Adaptive challenges required them to shift their thinking within the moment and find another avenue to meet their goal. It was their ability to problem solve and see alternatives, including the changes they needed to make in their own leadership (e.g., “I need to shut up and get out of the way with some of these folks…”). Both Kaity and Brett were also willing to look for additional ways to include students with significant disabilities because (a) they knew that this was a goal of the district, (b) because they knew it was what was best for all students, and (c) because they were and continue to be energized by their own journey with technical and adaptive challenges.
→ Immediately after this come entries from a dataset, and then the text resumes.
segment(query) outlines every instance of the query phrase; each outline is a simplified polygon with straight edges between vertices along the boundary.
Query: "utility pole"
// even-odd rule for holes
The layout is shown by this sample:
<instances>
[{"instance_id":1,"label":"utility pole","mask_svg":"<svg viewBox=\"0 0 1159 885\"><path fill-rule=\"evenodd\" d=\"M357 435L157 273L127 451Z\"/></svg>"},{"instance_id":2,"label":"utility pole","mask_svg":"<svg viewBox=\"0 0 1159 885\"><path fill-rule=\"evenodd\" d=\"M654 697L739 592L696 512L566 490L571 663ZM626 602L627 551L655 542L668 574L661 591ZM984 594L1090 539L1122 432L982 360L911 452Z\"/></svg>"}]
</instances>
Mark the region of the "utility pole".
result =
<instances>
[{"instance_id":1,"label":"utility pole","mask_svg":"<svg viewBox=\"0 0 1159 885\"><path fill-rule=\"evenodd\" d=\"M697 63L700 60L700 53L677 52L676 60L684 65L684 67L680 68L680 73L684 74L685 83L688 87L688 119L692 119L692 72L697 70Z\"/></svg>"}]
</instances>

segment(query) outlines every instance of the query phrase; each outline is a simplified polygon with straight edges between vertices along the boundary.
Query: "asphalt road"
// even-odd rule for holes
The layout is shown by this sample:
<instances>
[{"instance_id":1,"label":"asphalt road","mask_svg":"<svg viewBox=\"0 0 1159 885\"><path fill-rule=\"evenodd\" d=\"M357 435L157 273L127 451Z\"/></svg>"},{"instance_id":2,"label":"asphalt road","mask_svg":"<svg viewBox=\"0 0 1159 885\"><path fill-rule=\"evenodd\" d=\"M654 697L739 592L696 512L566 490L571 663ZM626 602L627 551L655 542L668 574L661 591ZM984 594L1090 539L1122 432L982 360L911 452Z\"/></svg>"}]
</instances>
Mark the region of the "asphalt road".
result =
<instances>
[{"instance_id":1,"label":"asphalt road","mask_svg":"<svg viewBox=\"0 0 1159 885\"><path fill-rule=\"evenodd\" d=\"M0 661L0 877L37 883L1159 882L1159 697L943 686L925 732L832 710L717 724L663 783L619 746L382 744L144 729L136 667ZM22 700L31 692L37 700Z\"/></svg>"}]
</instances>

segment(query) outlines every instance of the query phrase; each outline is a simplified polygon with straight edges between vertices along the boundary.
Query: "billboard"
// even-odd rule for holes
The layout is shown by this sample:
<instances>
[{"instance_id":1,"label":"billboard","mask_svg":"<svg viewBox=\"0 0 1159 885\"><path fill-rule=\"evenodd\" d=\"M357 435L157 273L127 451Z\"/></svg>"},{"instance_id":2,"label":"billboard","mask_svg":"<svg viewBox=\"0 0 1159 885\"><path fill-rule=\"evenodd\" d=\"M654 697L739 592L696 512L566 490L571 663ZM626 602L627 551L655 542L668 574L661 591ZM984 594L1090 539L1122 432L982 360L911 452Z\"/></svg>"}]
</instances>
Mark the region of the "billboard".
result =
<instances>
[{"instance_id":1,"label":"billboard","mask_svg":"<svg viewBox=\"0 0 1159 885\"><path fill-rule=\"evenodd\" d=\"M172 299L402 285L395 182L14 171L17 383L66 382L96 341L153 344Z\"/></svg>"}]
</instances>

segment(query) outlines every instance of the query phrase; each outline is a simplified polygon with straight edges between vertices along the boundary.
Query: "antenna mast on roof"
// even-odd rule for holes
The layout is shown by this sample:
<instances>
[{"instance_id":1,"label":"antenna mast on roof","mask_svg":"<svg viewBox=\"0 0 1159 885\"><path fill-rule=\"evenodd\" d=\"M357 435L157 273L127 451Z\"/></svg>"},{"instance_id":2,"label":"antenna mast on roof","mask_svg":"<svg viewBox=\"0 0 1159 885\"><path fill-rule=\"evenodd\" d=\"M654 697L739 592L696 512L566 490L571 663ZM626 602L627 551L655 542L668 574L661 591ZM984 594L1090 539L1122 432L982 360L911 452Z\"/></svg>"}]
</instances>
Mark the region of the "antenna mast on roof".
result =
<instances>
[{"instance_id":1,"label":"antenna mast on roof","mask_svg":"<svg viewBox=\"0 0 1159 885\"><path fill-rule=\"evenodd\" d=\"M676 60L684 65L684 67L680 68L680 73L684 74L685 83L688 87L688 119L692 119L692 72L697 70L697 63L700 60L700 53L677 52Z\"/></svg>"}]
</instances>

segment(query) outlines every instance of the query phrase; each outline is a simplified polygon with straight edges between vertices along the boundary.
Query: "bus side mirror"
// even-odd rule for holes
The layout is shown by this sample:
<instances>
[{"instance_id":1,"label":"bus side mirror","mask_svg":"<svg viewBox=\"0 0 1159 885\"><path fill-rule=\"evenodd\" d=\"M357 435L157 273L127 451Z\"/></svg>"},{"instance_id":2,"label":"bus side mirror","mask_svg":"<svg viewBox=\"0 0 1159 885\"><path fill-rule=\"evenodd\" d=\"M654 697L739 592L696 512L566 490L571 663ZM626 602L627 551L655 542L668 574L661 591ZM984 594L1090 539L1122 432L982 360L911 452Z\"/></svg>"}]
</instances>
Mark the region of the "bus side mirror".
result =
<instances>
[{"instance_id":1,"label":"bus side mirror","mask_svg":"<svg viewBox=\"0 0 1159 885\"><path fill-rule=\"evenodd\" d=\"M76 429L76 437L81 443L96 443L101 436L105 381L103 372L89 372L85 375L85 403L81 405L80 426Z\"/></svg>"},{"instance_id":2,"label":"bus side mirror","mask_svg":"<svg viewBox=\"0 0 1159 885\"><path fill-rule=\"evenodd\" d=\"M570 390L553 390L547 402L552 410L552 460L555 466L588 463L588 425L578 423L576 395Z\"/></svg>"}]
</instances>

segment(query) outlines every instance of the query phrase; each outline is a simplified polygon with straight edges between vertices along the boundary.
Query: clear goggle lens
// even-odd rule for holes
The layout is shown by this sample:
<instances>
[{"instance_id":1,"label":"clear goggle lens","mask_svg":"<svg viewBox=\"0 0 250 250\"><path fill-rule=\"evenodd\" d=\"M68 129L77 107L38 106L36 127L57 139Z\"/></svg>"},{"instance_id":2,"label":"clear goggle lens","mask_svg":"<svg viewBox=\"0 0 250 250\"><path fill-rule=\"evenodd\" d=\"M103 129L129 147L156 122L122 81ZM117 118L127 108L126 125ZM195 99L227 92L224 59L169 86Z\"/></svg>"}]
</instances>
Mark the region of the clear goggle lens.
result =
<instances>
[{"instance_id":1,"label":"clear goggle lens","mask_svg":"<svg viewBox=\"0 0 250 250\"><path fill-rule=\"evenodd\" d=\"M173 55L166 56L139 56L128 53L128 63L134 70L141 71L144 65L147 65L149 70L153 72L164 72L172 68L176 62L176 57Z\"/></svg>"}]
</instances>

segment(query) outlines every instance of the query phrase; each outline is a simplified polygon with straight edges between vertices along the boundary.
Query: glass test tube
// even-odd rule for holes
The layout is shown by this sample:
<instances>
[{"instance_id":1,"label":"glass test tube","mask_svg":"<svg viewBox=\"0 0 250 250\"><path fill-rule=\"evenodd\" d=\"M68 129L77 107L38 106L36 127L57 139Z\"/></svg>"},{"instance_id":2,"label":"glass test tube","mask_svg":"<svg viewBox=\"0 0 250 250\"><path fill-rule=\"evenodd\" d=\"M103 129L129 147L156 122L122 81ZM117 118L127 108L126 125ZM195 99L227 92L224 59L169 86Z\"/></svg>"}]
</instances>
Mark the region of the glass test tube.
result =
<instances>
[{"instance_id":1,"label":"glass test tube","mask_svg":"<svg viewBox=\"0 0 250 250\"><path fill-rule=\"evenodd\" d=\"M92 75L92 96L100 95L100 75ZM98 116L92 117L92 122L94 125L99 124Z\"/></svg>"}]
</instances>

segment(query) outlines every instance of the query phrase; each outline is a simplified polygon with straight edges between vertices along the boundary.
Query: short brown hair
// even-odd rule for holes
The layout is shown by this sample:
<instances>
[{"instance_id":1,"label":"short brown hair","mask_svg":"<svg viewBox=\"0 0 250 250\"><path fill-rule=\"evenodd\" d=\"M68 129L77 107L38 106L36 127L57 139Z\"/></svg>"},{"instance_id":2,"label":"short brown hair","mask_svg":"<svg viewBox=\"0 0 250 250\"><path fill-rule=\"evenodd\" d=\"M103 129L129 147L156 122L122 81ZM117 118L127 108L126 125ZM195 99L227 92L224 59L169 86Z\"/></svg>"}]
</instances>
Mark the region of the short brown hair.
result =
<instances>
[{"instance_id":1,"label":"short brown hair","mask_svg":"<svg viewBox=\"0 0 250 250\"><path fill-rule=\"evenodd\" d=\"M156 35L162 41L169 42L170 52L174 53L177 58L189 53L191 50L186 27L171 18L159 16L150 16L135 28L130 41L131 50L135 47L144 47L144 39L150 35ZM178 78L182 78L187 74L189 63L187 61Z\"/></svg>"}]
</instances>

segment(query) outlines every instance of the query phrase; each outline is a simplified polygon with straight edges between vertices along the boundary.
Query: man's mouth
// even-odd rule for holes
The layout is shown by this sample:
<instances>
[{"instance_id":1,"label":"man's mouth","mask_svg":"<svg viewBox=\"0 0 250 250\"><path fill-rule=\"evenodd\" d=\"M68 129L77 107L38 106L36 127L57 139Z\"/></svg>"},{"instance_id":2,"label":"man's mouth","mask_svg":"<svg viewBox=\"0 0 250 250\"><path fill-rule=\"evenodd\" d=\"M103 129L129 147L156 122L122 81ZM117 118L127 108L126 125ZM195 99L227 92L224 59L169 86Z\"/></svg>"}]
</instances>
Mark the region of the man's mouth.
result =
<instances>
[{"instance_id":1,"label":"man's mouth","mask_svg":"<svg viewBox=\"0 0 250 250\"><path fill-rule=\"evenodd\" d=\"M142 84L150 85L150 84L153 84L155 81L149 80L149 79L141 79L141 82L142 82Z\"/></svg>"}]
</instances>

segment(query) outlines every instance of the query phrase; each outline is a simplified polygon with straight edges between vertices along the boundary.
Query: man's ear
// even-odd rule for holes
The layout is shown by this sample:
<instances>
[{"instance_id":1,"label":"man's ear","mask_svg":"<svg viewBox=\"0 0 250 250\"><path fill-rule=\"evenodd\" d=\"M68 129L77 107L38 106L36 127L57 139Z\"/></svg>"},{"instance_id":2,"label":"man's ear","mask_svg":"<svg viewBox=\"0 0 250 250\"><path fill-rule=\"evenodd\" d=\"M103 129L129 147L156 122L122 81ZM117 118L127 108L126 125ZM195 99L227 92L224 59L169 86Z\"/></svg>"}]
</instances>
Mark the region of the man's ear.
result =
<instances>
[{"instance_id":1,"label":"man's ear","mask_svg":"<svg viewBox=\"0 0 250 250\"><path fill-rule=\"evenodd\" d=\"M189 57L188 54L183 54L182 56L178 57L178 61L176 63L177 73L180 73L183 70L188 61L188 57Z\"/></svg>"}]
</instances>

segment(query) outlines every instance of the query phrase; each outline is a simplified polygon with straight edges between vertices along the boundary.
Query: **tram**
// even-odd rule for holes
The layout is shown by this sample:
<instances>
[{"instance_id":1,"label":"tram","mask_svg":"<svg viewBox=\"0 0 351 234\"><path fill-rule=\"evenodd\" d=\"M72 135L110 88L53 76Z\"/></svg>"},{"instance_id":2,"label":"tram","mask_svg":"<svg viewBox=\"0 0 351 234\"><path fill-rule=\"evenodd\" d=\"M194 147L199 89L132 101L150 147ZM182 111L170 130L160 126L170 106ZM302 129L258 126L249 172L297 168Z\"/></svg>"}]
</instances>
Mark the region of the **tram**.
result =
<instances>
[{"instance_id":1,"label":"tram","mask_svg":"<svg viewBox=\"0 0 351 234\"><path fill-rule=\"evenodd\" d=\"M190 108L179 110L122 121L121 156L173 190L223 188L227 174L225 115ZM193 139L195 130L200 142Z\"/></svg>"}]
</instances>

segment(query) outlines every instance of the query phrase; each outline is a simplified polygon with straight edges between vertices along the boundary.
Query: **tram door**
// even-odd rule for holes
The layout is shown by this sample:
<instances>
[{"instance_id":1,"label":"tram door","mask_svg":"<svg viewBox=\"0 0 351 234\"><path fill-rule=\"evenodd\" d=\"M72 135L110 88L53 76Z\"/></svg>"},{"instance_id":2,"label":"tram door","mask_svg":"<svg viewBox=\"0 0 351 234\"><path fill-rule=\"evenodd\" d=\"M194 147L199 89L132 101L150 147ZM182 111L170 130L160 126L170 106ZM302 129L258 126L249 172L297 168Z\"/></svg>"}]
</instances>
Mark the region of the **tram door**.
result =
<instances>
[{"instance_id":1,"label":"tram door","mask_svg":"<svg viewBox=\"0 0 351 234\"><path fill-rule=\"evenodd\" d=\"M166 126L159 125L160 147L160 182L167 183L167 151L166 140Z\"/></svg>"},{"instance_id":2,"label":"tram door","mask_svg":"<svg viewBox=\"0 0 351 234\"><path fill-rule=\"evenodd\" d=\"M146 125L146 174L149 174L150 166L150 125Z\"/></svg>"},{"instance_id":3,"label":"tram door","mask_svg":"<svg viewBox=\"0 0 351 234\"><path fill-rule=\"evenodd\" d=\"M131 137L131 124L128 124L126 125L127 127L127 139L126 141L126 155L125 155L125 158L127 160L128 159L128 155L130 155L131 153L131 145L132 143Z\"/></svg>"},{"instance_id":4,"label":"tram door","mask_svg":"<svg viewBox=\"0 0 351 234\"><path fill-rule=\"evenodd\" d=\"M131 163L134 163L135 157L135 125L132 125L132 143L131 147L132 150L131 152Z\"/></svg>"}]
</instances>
If you are looking to or are currently bringing UDL to your building, I invite you to look at your different challenges as technical or adaptive. This way, you can begin to plan how you want to address them, whether you’ll need or want help, and whether you’ll need to make some of your own changes. UDL is a framework that requires us all to learn and grow. It stretches our conceptualization of teaching and learning. It also makes us confront our beliefs about the capacity and growth of all learners. It is a framework that makes us investigate our own expert learner traits as we support our learners to do the same.